Overuse injuries in Baseball
Spring is officially here and so is baseball season. As with any sport, overuse injuries become a concern with practice and training. The shoulder and elbow are the most frequently injured joints in baseball.
Medial elbow pain and shoulder pain/loss of mobility are the most common complaints in throwing athletes. Several researchers have found a significant link between these disorders and improper training. According to work referenced by the American Sports Medicine Institute, “too much emphasis on ball velocity versus quality of mechanics, speed variation, and control” have led to an increase in shoulder and elbow pathologies in young overhead athletes. In work referenced by Dr. James Andrews, “young pitchers who pitched past the point of fatigue were 36 times more likely to end up on the surgery table”.
There are several organizations that provide recommendations and guidelines to prevent overuse injuries. The website for Sports Trauma and Overuse Prevention (STOP) is a valuable resource. It has links and information for parents, athletes, and coaches. This site includes tips for a wide variety of sports, from baseball to lacrosse, and from golf to rowing. www.stopsportsinjuries.org
The American Sports Medicine Institute has published their official position statement for youth baseball pitchers as updated in 2013. It outlines pitch counts and recommended days of rests based upon pitch type and count. The following is an excerpt from their website to help prevent overuse throwing injuries: www.asmi.org
1. Watch and respond to signs of fatigue (such as decreased ball velocity, decreased accuracy, upright trunk during pitching, dropped elbow during pitching, or increased time between pitches). If a youth pitcher complains of fatigue or looks fatigued, let him rest from pitching and other throwing.

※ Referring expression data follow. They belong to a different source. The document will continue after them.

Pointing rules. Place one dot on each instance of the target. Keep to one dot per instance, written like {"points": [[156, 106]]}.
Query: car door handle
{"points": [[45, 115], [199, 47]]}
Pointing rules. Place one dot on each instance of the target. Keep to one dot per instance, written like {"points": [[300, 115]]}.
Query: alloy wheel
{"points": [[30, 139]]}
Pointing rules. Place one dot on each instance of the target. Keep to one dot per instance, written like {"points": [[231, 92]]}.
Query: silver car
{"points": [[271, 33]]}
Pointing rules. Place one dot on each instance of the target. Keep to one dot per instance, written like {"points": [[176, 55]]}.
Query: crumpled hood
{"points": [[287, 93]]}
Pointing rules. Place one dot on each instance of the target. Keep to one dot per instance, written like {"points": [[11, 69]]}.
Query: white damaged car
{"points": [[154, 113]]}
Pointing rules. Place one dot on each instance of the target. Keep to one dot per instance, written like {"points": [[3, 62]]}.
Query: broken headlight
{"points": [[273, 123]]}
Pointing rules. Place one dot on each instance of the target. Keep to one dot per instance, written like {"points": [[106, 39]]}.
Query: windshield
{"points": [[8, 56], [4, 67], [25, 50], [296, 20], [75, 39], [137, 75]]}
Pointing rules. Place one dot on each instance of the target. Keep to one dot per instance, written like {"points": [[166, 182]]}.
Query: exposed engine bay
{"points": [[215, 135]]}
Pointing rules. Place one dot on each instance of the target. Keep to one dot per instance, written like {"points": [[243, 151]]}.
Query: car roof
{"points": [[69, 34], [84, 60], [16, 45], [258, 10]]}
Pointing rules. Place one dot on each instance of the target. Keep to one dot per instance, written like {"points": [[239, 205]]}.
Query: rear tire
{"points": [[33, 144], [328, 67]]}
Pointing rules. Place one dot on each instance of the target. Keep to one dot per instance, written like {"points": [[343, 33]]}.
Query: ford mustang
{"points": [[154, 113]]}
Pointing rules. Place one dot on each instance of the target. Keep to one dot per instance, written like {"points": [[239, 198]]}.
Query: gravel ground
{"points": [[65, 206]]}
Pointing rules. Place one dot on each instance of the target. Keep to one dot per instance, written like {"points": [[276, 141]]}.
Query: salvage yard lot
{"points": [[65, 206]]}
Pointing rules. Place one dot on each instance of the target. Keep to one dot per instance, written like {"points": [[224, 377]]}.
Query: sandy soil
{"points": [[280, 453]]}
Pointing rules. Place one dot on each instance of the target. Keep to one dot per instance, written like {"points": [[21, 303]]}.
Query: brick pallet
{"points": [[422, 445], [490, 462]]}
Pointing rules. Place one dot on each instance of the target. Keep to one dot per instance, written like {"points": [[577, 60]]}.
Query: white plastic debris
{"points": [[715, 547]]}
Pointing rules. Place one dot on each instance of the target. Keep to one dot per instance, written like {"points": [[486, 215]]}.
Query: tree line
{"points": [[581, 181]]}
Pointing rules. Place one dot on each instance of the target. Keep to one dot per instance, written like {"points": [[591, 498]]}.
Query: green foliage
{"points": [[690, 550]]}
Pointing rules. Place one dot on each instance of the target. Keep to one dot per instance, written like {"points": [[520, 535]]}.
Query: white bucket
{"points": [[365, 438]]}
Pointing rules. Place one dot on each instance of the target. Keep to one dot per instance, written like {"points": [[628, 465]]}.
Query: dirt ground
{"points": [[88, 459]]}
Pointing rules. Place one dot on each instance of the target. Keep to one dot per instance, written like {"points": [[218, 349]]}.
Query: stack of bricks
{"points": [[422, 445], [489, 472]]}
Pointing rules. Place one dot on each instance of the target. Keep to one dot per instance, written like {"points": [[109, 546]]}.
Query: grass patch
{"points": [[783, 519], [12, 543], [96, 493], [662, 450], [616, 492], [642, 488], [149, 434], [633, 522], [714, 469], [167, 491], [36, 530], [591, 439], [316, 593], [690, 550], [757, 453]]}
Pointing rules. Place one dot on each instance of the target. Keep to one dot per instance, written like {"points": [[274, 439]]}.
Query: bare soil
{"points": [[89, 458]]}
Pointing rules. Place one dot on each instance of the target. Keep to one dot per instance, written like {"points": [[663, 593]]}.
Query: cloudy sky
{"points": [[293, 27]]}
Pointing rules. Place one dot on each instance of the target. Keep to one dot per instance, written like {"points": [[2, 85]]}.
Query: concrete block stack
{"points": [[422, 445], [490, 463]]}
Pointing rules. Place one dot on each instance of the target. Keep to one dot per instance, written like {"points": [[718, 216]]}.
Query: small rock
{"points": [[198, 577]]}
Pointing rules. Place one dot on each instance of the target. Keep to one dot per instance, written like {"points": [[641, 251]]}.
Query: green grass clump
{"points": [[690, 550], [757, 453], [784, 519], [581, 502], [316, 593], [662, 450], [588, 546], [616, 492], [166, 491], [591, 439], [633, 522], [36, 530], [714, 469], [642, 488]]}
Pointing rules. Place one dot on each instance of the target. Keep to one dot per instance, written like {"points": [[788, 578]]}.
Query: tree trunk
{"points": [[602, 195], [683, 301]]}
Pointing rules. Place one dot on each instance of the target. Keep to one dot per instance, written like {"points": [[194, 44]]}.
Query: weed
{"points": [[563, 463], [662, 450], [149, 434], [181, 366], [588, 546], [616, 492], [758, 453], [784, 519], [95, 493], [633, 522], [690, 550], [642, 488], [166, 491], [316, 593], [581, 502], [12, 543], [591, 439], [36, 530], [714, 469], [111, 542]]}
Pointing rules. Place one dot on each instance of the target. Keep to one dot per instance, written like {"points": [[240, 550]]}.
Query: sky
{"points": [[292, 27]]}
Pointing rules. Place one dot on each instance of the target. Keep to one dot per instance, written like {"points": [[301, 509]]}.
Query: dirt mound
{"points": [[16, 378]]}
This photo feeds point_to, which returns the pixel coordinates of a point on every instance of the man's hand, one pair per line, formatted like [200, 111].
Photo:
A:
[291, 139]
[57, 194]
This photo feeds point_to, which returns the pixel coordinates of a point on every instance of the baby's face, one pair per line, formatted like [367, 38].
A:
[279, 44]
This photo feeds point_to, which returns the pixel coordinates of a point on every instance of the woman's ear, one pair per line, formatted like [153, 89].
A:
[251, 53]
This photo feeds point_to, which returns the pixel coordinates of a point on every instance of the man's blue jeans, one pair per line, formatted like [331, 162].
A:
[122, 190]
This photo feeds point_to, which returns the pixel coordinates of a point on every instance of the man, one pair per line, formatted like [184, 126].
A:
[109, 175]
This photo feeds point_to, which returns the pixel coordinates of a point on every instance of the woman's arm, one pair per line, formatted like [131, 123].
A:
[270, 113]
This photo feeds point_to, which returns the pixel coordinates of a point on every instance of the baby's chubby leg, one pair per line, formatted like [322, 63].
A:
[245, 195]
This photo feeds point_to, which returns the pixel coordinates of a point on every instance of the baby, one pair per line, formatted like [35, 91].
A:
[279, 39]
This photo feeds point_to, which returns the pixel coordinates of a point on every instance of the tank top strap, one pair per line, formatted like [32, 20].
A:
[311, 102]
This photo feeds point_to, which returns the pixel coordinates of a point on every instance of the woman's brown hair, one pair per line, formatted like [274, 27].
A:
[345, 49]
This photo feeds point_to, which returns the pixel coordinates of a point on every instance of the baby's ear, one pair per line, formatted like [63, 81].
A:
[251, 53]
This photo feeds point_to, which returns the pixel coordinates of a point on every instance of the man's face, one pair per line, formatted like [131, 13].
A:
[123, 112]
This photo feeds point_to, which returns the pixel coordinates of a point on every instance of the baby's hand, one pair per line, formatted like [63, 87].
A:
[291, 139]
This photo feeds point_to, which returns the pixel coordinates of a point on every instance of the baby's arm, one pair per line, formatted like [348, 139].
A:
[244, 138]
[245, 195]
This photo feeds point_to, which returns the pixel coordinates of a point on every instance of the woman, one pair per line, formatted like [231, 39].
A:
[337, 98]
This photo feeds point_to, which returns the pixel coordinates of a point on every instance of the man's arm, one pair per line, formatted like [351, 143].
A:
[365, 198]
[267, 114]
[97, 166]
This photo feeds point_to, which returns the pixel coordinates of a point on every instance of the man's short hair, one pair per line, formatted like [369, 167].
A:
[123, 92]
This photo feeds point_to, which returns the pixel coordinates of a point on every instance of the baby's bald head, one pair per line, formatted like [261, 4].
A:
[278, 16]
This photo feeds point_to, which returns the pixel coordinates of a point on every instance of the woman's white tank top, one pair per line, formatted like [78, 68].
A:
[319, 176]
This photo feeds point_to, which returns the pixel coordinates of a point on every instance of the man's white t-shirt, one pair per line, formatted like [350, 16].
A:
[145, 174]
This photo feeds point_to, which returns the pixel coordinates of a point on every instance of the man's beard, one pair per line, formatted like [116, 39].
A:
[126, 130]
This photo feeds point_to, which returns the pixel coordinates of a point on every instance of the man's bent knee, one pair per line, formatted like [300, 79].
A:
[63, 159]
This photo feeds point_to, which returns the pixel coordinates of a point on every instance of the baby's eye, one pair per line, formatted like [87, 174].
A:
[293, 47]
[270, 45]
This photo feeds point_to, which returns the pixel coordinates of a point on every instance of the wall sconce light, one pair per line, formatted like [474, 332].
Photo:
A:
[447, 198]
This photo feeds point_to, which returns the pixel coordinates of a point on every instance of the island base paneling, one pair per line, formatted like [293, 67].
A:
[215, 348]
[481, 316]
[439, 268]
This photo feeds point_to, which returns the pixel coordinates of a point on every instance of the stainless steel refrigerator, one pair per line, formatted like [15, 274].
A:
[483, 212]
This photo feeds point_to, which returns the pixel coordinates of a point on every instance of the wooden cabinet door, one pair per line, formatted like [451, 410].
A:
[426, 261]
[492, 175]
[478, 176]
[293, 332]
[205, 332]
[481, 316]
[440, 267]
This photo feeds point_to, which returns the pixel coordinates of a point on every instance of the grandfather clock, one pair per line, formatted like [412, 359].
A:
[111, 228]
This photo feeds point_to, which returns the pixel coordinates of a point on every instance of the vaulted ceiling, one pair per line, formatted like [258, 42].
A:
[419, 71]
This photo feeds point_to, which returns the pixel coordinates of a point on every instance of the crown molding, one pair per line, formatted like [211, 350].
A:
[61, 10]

2. No overhead throwing of any kind for at least 2-3 months per year (4 months is preferred). No competitive baseball pitching for at least 4 months per year.
3. Do not pitch more than 100 innings in games in any calendar year.
4. Follow limits for pitch counts and days rest.
5. Avoid pitching on multiple teams with overlapping seasons.
6. Learn good throwing mechanics as soon as possible. The first steps should be to learn, in order: 1) basic throwing, 2) fastball pitching, 3) change-up pitching.
7. Avoid using radar guns.
8. A pitcher should not also be a catcher for his team. The pitcher-catcher combination results in many throws and may increase the risk of injury.
9. If a pitcher complains of pain in his elbow or shoulder, discontinue pitching until evaluated by a sports medicine physician. Inspire youth pitchers to have fun playing baseball and other sports. Participation and enjoyment of various physical activities will increase the youth's athleticism and interest in sports.